Sql-server – Affinity side effects / TF 8002- how to measure

configurationquery-performancesql serversql-server-2016trace-flags

Environment: We have Microsoft SQL Server 2016 (SP2-CU15) Standard Edition (64-bit) on Windows Server 2016 Standard 10.0.
We have multiple SE instances on one physical server.
We use processor affinity mask to tell which instance use what cores. Some cores are dedicated to instance, but most cores are shared between more than one instance. (Without using affinity mask we would not be able to use all physical machine power)

Problem: we have noticed that one instance is disturbing another one in case there is some heavy CPU load is running. Especially if that is one (!) big query running for long period of time. There always seems to be enough CPU power left available to affected instance not to experience visible slowdowns.
I do believe that trace flag 8002 would help in this situation as described in this link.

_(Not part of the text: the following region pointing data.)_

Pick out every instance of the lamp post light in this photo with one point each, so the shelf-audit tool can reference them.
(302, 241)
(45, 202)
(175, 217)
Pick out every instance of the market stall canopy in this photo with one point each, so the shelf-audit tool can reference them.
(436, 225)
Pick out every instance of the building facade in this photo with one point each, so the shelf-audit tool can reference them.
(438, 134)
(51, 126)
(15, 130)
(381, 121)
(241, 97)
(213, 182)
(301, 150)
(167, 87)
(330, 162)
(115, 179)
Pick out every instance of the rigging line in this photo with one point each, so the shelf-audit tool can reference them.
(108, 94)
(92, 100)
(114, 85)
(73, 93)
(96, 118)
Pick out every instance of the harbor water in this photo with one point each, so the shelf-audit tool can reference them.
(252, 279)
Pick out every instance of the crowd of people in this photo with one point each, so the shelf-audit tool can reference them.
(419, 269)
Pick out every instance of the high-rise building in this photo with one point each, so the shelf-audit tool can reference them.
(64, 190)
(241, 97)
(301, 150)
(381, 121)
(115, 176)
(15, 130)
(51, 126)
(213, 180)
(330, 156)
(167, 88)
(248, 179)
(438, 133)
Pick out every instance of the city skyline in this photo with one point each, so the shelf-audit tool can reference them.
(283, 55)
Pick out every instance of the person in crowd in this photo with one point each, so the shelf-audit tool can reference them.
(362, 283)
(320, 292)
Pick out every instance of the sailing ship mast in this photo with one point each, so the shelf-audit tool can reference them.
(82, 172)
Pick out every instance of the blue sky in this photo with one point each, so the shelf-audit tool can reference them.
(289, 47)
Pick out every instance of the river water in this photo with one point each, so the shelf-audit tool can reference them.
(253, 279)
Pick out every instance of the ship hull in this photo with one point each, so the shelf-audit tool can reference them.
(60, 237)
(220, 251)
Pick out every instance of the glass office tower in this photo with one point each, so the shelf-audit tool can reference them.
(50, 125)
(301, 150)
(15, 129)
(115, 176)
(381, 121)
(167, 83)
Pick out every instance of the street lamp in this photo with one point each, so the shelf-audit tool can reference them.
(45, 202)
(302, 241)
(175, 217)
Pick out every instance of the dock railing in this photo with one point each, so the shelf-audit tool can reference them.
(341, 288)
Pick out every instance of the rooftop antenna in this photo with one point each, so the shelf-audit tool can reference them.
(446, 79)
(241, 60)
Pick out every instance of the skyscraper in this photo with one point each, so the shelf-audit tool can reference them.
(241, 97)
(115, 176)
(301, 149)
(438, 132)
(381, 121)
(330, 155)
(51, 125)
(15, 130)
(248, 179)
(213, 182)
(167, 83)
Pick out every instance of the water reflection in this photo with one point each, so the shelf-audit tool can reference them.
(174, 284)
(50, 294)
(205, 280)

What is the the wait stats (or other metrics) that I should monitor to ensure that trace flag really gives desired positive effect?

Best Answer

Since these instances are SQL Server Standard Edition, this will have to be without the functioning or performance counters provided by the SQL Server Resource Governor, which is an Enterprise Edition feature.

I recommend capturing the [\Process(sqlservr*)% Processor Time] perfmon counters (on a scale of logical processors * 100%), and the [\Processor Information(*)% Processor Time] counters. You'll want to note which SQL Server process is affnitized to which logical processors, since sharing is happening. Within the SQL Server instances, I recommend capturing wait_time_ms for SOS_SCHEDULER_YIELD type, as well as signal_wait_time_ms across all wait types. SOS_SCHEDULER_YIELD is the wait that is incurred when a task has used up its quantum on the scheduler and must yield, waiting for its next turn to get on the scheduler and run again. You'll notice that the signal_wait_time_ms for SOS_SCHEDULER_YIELD is almost if not equal to wait_time_ms. That's because once it's yielded that task/worker really is ready to get back on the scheduler as soon as possible. And the signal_wait_time_ms across all wait types (including SOS_SCHEDULER_YIELD) indicates how much time is spent ready to run but just waiting for a turn after the wait resources are available. The hope is that under a similar workload, trace flag 8002 and the "opportunistic" binding of schedulers to underlying logical CPUs will result in increased rate of work, higher CPU utilization, and decreased times for SOS_SCHEDULER_YIELD and signal wait time across all waits.